F series School of Architecture

I was granted permission to create a large scale intervention at Colin St John Wilson and Alex Hardy’s extension building during the summer of 2002, when the students who usually occupy it were on holiday. Three weeks were spent restoring the first floor interior to a condition close to the architects’ original intentions, before works from F series were installed. Nicola and I met with St John Wilson and we went through his archive, unearthing a set of photographs and stories about the building that were shared with visitors to the exhibition and later published alongside Graham Murrell’s photographs.

The following extract from Concrete Evidence by Sarah Jackson in The Architects’ Journal touches on the relationship between aesthetics and ethics in the constructed world.

Two grey double square rectangles face you, offset against a rough, mottled brick wall. Shafts of light spill down from the roof coffers; one wall is washed with light. It is cloudy and the skies outside are changing quickly, but inside it is quiet and calm. The rectangles are slightly different shades, and from afar they seem thin and fragile. They don’t quite touch the wall or each other, they just hover. Up close, you realise that they are concrete panels – very fine concrete, certainly in comparison to the rough in situ concrete beams above. There is a slight shuttering grain, really just a ripple on the surface, and one or two bubbles; corners are exact and sharp.

The main body of this otherwise empty room is square, and the panels are placed offcentre on the main wall. It leads into a darker space, obviously a lecture room, as Robin Day plywood chairs wait in line, and the slide projector is whirring. There is a sense of expectancy, of waiting, but it takes some time to establish what you are there to see. The lectern, itself a veneered double square, is exactly illuminated by the projector. It is tightly focused, no light spills out.

This is an installation by Daniel Edwards, one from his F series installed in the Extension to the School of Architecture, Cambridge, during the summer of 2002. Colin St John Wilson and Alex Hardy’s robust little building, which was completed in 1959, has probably not looked as perfect since then.
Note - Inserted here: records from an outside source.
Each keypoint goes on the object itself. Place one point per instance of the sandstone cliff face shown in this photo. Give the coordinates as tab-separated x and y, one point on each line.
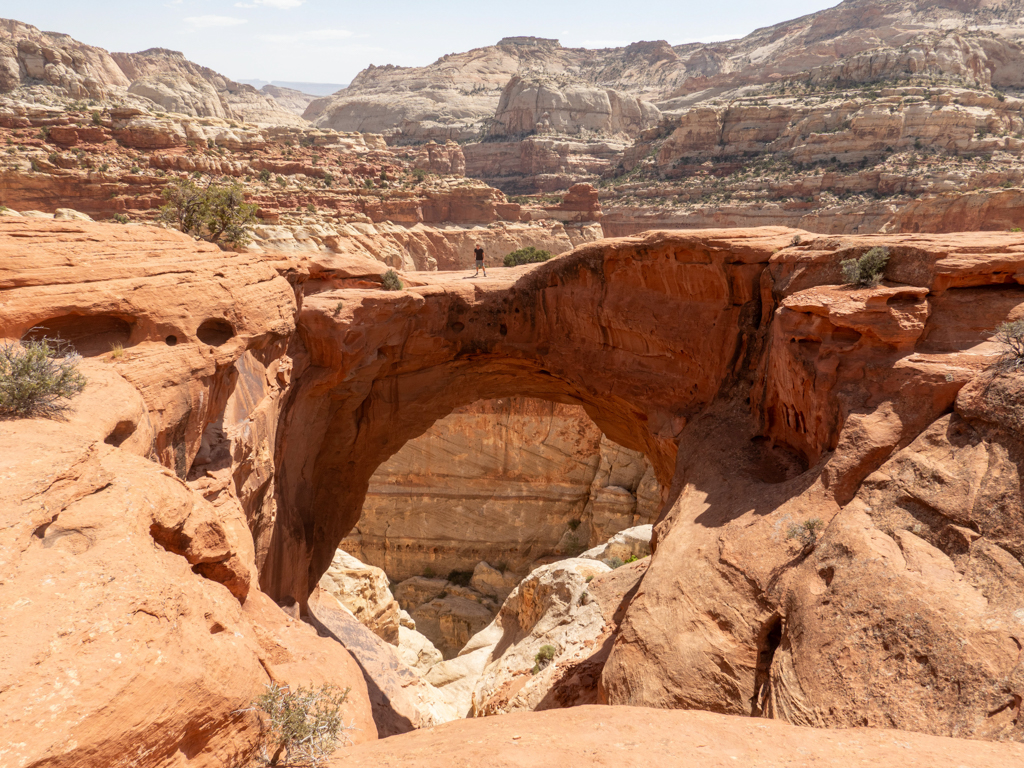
157	77
167	638
508	481
767	397
175	84
536	104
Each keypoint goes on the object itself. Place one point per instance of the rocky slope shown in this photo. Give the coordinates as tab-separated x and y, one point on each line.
768	397
50	68
317	192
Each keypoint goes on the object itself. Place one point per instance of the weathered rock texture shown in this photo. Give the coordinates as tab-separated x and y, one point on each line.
639	737
509	482
873	422
739	366
134	632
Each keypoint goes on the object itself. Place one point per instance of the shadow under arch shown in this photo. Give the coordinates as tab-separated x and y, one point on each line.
642	332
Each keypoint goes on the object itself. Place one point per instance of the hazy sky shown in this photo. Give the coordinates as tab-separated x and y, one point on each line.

Perversely, maybe unavoidably, schools of architecture do not seem to value the fabric or aesthetics of their buildings. Edwards had access to the building for six weeks during the summer holidays, and the first three were spent removing all the unoriginal accretions – boards, screws, paint, notices, inappropriate furniture – and then lovingly polishing it back to its former state. Holes were filled with coloured plasticine, floors cleaned, light bulbs replaced. A mixture of amateur conservation, basic maintenance and plain tlc. The resulting installation is an art and architecture collaboration that forces you to question both the objects themselves – in this case the two concrete double squares, and the more ethereal rectangle of light – and the building itself.

In the supporting exhibition documentation, which is itself beautifully produced by Edwards, reference is made to Reyner Banham’s The New Brutalism (1966). This book is relevant on several levels – its inclusion of the Extension to the School of Architecture helped make the building the canonic work it is, and it was an early (and continuing) influence on Edwards’ work. He has a strong rapport for architecture of this style and period (in fact, this F series was originally inspired by the Smithsons’ Economist Building), and he grapples with the same working morality questioned in the book – ethics or aesthetics?
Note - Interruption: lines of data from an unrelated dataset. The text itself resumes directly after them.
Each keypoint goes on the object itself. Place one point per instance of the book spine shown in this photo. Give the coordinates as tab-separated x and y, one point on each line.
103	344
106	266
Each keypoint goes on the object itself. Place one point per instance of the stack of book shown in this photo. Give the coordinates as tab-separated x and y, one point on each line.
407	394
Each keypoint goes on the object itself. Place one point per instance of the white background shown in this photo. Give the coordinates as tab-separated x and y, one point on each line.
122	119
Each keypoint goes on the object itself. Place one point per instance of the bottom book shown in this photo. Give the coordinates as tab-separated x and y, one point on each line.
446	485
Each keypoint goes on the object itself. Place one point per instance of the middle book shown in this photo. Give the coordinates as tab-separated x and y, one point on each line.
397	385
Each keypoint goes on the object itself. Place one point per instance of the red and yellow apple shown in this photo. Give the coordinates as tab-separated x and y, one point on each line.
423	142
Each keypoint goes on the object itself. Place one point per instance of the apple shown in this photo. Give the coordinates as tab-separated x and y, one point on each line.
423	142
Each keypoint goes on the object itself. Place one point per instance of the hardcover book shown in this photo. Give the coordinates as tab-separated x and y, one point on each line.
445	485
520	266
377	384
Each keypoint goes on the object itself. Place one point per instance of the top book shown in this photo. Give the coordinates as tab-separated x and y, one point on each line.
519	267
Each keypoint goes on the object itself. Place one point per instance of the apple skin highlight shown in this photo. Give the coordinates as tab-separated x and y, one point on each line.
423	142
Edwards says aesthetics, but there is an indisputable moral dimension to his work. He reworks themes tirelessly through series of projects, as if searching for an aesthetic ideal; F series followed on from E, D etc. All are multiple concrete panels, similar in conception, but with different proportions and surface treatment.
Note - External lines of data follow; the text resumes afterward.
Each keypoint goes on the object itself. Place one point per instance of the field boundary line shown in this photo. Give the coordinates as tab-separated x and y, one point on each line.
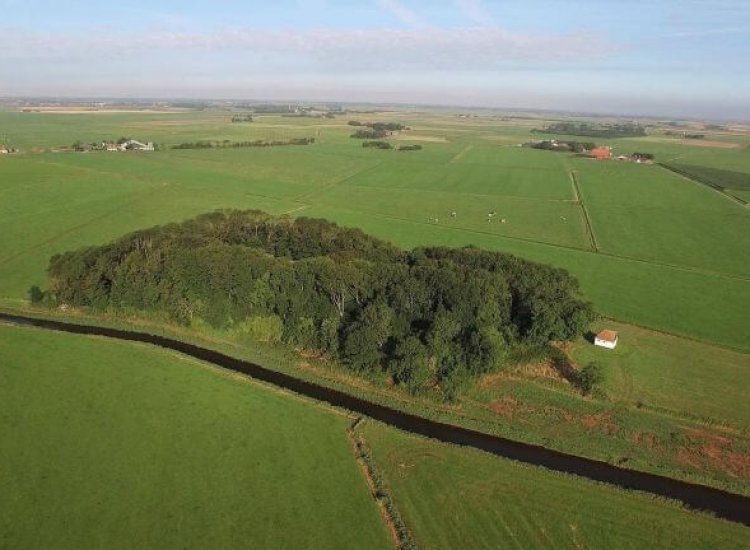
579	196
78	227
150	181
744	204
699	497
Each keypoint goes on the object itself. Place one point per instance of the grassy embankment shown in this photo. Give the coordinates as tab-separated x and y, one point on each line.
115	445
462	498
55	202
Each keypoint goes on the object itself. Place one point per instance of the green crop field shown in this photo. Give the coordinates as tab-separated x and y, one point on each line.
460	498
113	445
672	374
660	237
671	254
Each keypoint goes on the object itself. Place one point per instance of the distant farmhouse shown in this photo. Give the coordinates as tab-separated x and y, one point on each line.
606	339
128	145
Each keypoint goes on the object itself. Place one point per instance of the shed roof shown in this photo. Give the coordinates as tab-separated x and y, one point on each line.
607	335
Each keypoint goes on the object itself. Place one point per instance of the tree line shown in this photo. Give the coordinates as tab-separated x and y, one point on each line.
209	144
432	318
562	146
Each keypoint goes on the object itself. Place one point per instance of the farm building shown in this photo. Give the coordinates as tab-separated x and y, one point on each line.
601	152
606	339
133	145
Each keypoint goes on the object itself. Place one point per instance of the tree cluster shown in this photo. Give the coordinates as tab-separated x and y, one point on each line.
623	129
431	318
376	129
208	144
562	146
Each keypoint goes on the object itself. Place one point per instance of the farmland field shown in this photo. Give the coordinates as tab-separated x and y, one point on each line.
659	235
112	445
663	258
461	498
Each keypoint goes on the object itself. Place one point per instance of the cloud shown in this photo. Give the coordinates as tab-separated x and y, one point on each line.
476	12
328	49
707	32
401	12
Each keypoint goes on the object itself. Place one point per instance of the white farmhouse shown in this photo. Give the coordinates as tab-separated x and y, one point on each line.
606	339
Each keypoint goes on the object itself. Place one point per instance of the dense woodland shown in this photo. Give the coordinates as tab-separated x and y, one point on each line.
208	144
562	146
430	318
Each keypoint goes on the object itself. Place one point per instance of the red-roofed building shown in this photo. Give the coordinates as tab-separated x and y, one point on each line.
601	152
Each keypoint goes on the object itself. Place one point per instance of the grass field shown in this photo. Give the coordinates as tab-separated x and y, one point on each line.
114	445
670	373
460	498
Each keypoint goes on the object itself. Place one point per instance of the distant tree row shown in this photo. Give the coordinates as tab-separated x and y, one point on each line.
207	144
684	135
375	130
432	318
625	129
642	156
562	146
385	126
379	144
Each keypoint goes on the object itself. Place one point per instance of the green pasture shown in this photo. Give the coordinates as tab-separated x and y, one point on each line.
672	374
642	216
707	306
112	445
453	497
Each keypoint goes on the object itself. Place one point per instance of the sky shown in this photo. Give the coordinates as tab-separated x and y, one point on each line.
681	58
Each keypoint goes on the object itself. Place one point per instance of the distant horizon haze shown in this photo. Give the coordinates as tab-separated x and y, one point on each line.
683	59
Edwards pursues his aesthetic goals with such depth and sincerity that you cannot but give him full respect. His work is not for those who like their art flashy; it is elegant, questioning and calm. He is, not surprisingly, delightfully modest, and while of course he would like everyone to appreciate his work, he is under no illusion that they will.

He is fortunate in that he does not rely on selling his work to make a living (he is a director of a special needs school), and so does not have to engage with the brash commercial art world. For Banham, ethical concerns outweighed aesthetics. Edwards states the reverse. But for both, the relationship is so intense, so intertwined, and so essential, that one wonders why one needs to choose.